The following description will specifically describe the solution of the present invention by taking an FMCW multichannel lidar as an example, and it can be understood that the solution of the present invention can also be applied to a TOF multichannel lidar.

In some embodiments, as shown in FIG. 1, the laser is a swept beam, and the multi-channel lidar 100 further includes a beam splitter 60. The optical splitter 60 is, for example, integrated on a semiconductor chip, and is configured to receive the swept frequency beam output from the laser light source 10 and further split the swept frequency beam into two parts, i.e., an emission beam and a local oscillator beam. The emitted light beam may be transmitted to the corresponding light emitting end 30 to be emitted through one path in the 1 xn optical transmission device 10, and the local oscillation light beam may be transmitted to the detection device 50, and the emitted light beam and the local oscillation light beam have the same frequency at any time point, that is, the frequency modulation waveforms of the emitted light beam and the local oscillation light beam are identical.

In some embodiments, as shown in fig. 1, the detection device 50 comprises a mixer 51 and a detector 52. The mixer 51 is, for example, integrated on a semiconductor chip, and is configured to receive the local oscillator beam and the reflected beam and perform a mixing operation on the local oscillator beam and the reflected beam to obtain a mixed beam. The detector 52 is, for example, a balanced detector, one leap in receiving the mixed beam and detecting the beat frequency between the local oscillator beam and the reflected beam to obtain a measurement, i.e. to obtain the distance and/or velocity of the obstacle. The beat frequency refers to a frequency difference between the local oscillator beam and the reflected beam.

In some embodiments, as shown in FIG. 1, the multi-channel lidar 100 further includes a polarization-rotating beam splitter 70. The polarization rotating beam splitter 70 is disposed between the beam splitter 60 and the 1 × n optical transmission device 20, and the TE mode light beam passes through the 1 × n optical transmission device 20 to exit from the light emitting end 30. The TE mode light beam encounters an obstacle and then is reflected to generate a reflected light beam which comprises the TE mode light beam and the TM mode light beam. The reflected beam is received by the light receiving end 40 and transmitted back to the polarization rotating beam splitter 70 via the 1 xn optical transmission device 20, and the polarization rotating beam splitter 70 is also used to convert the TM mode beam in the reflected beam into the TE mode beam, facilitating the subsequent mixing operation. Specifically, as shown in fig. 1, the polarization rotating beam splitter 70 has three ports, a first port 71 receives the emission beam emitted from the beam splitter 60, a TE mode beam of the emission beam can be output from a second port 72, and a TM mode beam of the emission beam cannot pass through the polarization rotating beam splitter 70. The TE mode light beam passes through the 1 xn optical transmission device 20 and exits from the light emitting end 30. The TE mode beam encounters an obstacle and then reflects to generate a reflected beam including a TE mode beam and a TM mode beam, the reflected beam is received by the light receiving end 40 and transmitted back to the second port 72 of the polarization rotating beam splitter 70 via the 1 × n optical transmission device 20, and the TM mode beam in the reflected beam is converted by the polarization rotating beam splitter 70 into the TE mode beam, and is output from the third port 73 and received by the detection device 50.

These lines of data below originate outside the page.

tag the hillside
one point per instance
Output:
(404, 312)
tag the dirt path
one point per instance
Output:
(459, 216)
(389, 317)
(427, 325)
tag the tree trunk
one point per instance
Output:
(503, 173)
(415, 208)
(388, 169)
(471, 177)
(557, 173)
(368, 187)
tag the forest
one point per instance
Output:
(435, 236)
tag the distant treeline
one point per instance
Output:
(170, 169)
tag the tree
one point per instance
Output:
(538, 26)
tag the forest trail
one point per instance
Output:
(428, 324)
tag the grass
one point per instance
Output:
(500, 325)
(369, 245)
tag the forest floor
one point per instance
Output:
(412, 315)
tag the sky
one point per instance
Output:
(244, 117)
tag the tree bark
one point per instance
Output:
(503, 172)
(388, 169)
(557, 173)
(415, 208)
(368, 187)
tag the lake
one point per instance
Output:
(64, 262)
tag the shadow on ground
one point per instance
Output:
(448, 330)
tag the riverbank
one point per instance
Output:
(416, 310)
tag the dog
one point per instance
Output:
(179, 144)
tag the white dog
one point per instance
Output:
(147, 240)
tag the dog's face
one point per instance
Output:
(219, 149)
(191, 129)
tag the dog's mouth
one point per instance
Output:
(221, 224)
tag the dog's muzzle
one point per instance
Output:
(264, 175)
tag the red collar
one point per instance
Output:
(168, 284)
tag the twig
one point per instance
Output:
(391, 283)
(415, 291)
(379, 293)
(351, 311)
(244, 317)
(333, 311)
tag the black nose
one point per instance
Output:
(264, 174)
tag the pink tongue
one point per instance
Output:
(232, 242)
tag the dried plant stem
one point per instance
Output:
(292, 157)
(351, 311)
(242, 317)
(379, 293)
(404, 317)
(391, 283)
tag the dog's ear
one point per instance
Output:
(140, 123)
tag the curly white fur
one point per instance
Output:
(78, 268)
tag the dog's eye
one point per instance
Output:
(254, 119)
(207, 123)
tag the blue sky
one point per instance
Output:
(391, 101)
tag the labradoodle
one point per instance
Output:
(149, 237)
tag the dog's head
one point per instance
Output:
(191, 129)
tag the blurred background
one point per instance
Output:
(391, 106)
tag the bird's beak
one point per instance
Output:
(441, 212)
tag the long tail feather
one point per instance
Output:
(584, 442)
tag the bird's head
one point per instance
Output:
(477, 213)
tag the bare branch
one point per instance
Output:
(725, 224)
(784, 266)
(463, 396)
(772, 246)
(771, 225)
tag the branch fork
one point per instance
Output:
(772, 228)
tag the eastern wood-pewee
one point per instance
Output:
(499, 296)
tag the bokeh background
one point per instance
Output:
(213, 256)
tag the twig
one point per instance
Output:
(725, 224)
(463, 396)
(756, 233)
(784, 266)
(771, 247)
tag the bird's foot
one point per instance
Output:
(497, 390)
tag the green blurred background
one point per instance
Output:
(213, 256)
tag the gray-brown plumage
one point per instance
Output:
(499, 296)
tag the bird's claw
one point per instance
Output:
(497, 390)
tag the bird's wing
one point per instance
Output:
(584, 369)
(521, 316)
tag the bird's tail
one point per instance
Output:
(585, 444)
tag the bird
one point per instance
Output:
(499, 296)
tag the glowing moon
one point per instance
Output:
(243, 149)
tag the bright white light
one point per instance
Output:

In some embodiments, the light emitting end 30 and the light receiving end 40 are coaxially integrated, for example, the light emitting end 30 and the light receiving end 40 of the same laser channel are coaxially integrated, for example, a light emitting/receiving end, so as to implement coaxial transceiving, for example, the coaxial emitting light beam and the coaxial reflecting light beam can be distinguished or separated by a polarization beam splitter or a three-port circulator.

In some embodiments, the n output interfaces of the 1 xn optical transmission device are time-shared with the input interface. For example, in the 1 st period, the 1 st output interface is connected with the input interface, and the 1 st laser channel executes laser detection; in the 2 nd time period, the 2 nd output interface is communicated with the input interface, the 2 nd laser channel executes laser detection, … …; in the nth time period, the nth output interface is communicated with the input interface, and the nth laser channel executes laser detection. Therefore, emergent light beams generated by the common laser light source can be sequentially scanned through the n laser channels, so that multi-channel detection is realized, namely multi-line laser detection is realized.

In some embodiments, as shown in fig. 1, the multi-channel lidar 100 further comprises a lens assembly 90 and a beam scanning guide 80.

The lens assembly 90 may be a lens or a lens group having focusing and collimating functions, and the lens assembly 90 is disposed at a side of the n light emitting ends 30 and the n light receiving ends 40 away from the 1 xn light transmission device, for example, and is used for performing collimation and deflection on the emitted light beam emitted from the ith light emitting segment and performing focusing on the reflected light beam to be coupled into the ith light receiving end.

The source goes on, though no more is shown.